When I reached the point where I had to make a decision, I took one look at the footpath and there was no question about it. This was a motorway amongst footpaths, with new hunting gates, a wide level path, and new duckboards over any boggy bits. I made good speed along the path, hindered only a little by overhanging branches as it went through the forest. Even the waymark saying 'YHA Only' was easy to spot. Once I was off the main path and into the extensive wooded hostel grounds, though, it was a little more confusing. I had entered the grid reference of the hostel into my GPS, which indicated I was going in the right direction at first, but then started to show that I had overshot my destination, yet there were no other paths going off anywhere. To add to the confusion, my GPS kept losing signal strength, so became very erratic and kept pointing in random directions. There was little I could do, other than to keep following the path, which eventually doubled back on itself whilst dropping down the steep hillside, and then the hostel came into sight.

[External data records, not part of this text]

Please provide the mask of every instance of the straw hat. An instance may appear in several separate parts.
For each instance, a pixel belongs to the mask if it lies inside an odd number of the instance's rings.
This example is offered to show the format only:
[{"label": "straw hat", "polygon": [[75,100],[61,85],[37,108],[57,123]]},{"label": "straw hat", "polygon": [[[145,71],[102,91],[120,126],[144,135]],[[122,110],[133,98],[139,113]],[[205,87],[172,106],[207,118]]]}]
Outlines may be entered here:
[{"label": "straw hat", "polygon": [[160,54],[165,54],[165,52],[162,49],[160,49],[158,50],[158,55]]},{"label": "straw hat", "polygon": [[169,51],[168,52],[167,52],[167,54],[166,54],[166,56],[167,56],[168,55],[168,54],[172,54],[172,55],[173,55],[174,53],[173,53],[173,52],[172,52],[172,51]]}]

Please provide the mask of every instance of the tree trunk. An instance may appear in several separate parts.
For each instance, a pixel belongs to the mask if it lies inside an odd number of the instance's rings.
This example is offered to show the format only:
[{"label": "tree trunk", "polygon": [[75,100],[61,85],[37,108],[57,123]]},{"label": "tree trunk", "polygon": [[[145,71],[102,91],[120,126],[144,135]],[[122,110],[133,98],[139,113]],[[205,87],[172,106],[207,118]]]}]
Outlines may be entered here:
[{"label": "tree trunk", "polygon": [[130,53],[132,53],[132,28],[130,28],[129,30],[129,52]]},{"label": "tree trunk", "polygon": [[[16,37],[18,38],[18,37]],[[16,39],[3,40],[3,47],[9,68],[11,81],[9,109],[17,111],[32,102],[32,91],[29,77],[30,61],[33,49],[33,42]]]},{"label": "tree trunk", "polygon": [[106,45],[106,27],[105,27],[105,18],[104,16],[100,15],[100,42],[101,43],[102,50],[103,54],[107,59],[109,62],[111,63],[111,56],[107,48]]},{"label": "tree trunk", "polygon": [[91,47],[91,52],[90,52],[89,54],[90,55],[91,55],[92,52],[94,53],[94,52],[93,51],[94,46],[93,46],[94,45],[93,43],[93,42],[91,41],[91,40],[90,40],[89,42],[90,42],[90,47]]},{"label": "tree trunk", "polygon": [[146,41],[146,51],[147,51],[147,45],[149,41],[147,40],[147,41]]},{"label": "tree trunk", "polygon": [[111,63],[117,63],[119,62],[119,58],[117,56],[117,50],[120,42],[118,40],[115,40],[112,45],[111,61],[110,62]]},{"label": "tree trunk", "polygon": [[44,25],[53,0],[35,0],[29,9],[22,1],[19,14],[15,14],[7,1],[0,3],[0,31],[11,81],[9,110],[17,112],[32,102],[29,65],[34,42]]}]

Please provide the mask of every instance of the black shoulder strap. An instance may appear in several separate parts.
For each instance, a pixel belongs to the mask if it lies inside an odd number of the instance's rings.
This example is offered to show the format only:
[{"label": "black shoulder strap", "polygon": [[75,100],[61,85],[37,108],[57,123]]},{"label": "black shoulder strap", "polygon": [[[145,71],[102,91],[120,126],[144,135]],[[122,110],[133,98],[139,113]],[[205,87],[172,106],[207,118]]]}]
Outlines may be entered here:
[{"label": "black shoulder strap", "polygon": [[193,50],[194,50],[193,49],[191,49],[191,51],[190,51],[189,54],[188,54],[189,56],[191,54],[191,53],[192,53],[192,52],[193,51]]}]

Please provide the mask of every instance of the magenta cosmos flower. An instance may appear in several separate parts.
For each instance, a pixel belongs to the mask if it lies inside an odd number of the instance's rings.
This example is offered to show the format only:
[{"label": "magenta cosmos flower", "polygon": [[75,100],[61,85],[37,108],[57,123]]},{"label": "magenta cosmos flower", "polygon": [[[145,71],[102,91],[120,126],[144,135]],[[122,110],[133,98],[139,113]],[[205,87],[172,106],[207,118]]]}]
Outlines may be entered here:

The hostel building is magnificent, being an old country house, Plas Gwynant, with stunning views of Llyn Gwynant from the dining room and from the gardens. The grounds consist of forty acres of woodland, with large displays of rhododendrons everywhere. It was 18.40 by the time I checked in (checkpoint 32B), but I had no problem in ordering a meal, which had been my main concern. I had spaghetti bolognaise and treacle sponge with ice cream plus a couple of bottles of beers from the Purple Moose brewery. There were quite a few other diners, some of them being very chatty and interested in the Cambrian Way and other long distance walks.

After dinner, I did some washing, as there was a good drying room. I should then have enough clean clothes to last me for the rest of the walk. Although there were a number of people staying at the hostel, it is very large, so I was only sharing a 9-bedded dormitory with one other person and was able to get the only non-bunk bed, which was a definite advantage when it came to making up the bed. I set off to go outside to have a look around, but was waylaid by a South African couple by the doorway for some time, so never made it. There were a few midges around because of all the trees, but they weren't too much of a problem, unlike the Highlands of Scotland, which had recently been on the news because of the huge swarms that they had been suffering. They had hoped that the severe winter would have helped to reduce their numbers, but this didn't seem to have happened. I never quite understand why Scotland has so much more of a problem with midges than similar areas of England and Wales, but then if I did, I could probably make a fortune by selling the secret to the Scottish tourist industry, which loses a fortune every year because of them.